Journal of Experimental Psychology: Human Perception and Performance | 2010
Angus Gellatly; Michael Pilling; Wakefield Carter; Duncan Guest
Object substitution masking (OSM) is typically studied using a brief search display. The target item may be indicated by a cue/mask surrounding but not overlapping it. Report of the target is reduced when mask offset trails target offset rather than being simultaneous with it. We report 5 experiments investigating whether OSM can be obtained if the search display is on view for a period of up to 830 ms but cueing of the target location is delayed. The question of interest is whether OSM must reflect the initial response of the visual system to target onset or whether it can arise in other ways, possibly during the transition from a pre-attentive representation of the target item to an attentional representation of it. Our results show that OSM decreases in strength as target duration increases. An explanation is suggested in terms of the object individuation hypothesis (Lleras & Moore, 2003).
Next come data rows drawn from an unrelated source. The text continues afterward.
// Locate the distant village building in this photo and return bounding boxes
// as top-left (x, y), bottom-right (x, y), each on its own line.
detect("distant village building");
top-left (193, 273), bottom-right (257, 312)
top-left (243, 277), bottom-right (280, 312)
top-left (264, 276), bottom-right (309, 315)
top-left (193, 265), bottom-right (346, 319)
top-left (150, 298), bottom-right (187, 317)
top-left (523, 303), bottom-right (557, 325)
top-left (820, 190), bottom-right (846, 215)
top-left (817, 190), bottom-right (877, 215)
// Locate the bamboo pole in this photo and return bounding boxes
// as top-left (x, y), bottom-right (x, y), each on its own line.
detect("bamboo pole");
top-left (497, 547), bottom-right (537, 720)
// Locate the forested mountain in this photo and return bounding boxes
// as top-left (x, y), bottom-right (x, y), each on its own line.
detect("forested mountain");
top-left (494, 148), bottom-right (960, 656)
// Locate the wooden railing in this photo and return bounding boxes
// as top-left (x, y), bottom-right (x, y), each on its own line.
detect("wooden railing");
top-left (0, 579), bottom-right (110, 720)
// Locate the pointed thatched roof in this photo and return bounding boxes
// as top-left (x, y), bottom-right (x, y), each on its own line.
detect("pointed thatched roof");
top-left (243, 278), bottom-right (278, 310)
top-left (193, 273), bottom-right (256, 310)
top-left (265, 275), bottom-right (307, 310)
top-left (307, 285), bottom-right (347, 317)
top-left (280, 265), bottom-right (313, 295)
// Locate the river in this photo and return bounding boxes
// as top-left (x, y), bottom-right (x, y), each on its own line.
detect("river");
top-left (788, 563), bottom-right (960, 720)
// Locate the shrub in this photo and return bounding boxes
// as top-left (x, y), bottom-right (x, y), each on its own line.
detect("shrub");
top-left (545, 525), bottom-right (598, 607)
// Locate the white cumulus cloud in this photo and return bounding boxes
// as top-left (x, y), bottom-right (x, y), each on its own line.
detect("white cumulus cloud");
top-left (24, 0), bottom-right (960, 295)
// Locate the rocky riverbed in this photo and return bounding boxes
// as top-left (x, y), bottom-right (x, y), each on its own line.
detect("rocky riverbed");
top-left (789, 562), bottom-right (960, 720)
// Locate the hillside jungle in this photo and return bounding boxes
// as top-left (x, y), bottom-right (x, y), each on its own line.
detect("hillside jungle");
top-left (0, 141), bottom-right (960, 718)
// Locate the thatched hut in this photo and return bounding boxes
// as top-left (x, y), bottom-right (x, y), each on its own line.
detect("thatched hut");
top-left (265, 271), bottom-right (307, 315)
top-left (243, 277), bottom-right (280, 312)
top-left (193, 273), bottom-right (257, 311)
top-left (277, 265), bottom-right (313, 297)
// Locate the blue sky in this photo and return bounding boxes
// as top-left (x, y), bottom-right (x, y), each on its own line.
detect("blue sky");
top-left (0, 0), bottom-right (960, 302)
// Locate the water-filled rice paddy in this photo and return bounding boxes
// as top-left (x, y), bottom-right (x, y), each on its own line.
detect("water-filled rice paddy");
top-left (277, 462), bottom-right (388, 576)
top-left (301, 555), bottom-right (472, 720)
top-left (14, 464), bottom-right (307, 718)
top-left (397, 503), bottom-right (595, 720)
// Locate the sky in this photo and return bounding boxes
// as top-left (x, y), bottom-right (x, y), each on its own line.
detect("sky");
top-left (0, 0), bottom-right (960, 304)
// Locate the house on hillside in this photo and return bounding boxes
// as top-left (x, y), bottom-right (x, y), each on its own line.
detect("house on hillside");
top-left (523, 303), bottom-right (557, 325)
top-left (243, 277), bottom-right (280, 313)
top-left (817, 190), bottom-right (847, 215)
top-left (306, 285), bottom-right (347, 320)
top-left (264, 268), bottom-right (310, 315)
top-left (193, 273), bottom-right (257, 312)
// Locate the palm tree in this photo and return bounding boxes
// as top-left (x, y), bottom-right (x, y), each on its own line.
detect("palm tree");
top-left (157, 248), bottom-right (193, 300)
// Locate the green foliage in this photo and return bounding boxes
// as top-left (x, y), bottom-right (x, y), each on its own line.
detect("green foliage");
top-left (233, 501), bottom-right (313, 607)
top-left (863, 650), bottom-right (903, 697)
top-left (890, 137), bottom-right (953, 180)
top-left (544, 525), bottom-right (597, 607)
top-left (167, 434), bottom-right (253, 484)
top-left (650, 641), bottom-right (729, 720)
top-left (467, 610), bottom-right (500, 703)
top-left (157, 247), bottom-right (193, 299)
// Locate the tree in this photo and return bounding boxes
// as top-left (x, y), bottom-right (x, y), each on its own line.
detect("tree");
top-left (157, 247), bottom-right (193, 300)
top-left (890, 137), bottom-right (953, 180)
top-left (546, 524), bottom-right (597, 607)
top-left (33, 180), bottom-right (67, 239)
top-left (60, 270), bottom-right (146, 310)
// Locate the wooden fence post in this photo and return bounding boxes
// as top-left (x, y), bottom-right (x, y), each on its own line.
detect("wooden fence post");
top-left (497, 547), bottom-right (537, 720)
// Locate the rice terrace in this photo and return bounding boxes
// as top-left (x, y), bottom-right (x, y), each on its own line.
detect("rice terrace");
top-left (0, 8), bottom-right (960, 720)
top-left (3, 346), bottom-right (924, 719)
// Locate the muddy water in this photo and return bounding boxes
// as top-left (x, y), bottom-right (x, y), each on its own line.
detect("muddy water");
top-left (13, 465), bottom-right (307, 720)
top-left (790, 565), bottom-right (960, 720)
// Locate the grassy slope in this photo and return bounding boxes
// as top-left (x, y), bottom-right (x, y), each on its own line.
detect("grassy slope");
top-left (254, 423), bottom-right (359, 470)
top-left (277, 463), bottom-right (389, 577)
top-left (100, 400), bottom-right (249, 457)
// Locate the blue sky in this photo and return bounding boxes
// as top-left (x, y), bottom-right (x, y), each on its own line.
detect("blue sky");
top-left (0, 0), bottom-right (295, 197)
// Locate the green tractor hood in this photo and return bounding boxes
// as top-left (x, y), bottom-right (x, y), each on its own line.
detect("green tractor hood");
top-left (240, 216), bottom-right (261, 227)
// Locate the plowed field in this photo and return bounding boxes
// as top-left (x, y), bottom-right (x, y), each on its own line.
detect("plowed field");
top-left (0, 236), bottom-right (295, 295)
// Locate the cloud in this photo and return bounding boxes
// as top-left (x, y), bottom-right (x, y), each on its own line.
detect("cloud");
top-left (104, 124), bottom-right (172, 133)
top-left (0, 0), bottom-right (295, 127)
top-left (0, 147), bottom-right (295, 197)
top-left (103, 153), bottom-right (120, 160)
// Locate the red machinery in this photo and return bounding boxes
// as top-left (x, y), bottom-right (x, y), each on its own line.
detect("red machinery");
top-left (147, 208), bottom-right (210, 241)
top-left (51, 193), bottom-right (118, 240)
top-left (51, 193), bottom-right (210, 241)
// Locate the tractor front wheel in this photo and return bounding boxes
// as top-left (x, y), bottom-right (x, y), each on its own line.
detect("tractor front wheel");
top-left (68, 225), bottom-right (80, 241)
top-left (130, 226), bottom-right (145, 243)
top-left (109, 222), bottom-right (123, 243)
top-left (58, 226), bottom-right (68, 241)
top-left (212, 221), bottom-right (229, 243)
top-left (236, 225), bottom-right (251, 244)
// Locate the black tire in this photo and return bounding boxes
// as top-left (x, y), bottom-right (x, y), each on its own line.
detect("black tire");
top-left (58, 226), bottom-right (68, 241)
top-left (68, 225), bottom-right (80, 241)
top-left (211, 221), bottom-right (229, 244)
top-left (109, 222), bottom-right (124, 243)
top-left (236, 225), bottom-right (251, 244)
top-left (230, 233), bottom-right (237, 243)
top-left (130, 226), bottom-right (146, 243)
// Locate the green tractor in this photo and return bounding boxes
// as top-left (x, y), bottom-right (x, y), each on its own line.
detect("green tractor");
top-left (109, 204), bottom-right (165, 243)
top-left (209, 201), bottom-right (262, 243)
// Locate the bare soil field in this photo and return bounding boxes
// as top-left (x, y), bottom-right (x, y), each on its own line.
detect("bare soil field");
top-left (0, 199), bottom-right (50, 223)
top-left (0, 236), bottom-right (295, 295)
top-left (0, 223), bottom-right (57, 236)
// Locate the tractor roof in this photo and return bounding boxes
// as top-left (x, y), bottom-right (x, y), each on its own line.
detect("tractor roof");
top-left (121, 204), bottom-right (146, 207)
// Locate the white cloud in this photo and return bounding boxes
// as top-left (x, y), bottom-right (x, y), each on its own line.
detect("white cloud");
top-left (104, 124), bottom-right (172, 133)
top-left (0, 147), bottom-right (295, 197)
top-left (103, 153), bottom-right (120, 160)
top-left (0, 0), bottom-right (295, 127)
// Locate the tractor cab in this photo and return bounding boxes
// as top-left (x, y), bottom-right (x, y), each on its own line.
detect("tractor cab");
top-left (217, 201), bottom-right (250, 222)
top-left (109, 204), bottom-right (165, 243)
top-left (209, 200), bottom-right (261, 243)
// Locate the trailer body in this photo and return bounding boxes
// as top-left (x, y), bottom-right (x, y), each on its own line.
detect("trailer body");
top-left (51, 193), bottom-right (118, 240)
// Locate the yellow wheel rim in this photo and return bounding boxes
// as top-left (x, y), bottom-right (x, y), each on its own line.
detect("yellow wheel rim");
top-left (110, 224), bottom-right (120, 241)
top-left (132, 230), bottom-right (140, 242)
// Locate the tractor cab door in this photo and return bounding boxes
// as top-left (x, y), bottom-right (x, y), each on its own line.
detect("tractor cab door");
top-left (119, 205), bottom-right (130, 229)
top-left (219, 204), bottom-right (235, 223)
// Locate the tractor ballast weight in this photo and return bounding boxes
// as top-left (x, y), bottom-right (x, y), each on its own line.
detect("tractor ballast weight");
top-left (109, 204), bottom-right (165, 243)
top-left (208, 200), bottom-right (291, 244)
Journal of Experimental Psychology: Human Perception and Performance | 2012
Duncan Guest; Angus Gellatly; Michael Pilling
Typical studies of object substitution masking (OSM) employ a briefly presented search array. The target item is indicated by a cue/mask that surrounds but does not overlap the target and, compared to a common offset control condition, report of the target is reduced when the mask remains present after target offset. Given how little observers are able to report of item arrays that have been presented for several hundred milliseconds (Wolfe, Reinecke, & Brawn, 2006), it might be expected that OSM would also be found if the search array is presented for an extended period before the target is cued by onset of a mask surrounding it. However, Gellatly, Pilling, Carter, and Guest (2010) reported that under these conditions OSM is greatly reduced. This target duration effect could be due to identity information about the search array having been loaded into VSTM during the precue period. Alternatively, it can be understood in terms of target/mask individuation and the object updating account of OSM (Lleras & Moore, 2003). The present article reports three experiments investigating which of these possibilities provides the better explanation of the effect of target duration on OSM. The results support the individuation hypothesis and, thereby, the object updating account of OSM.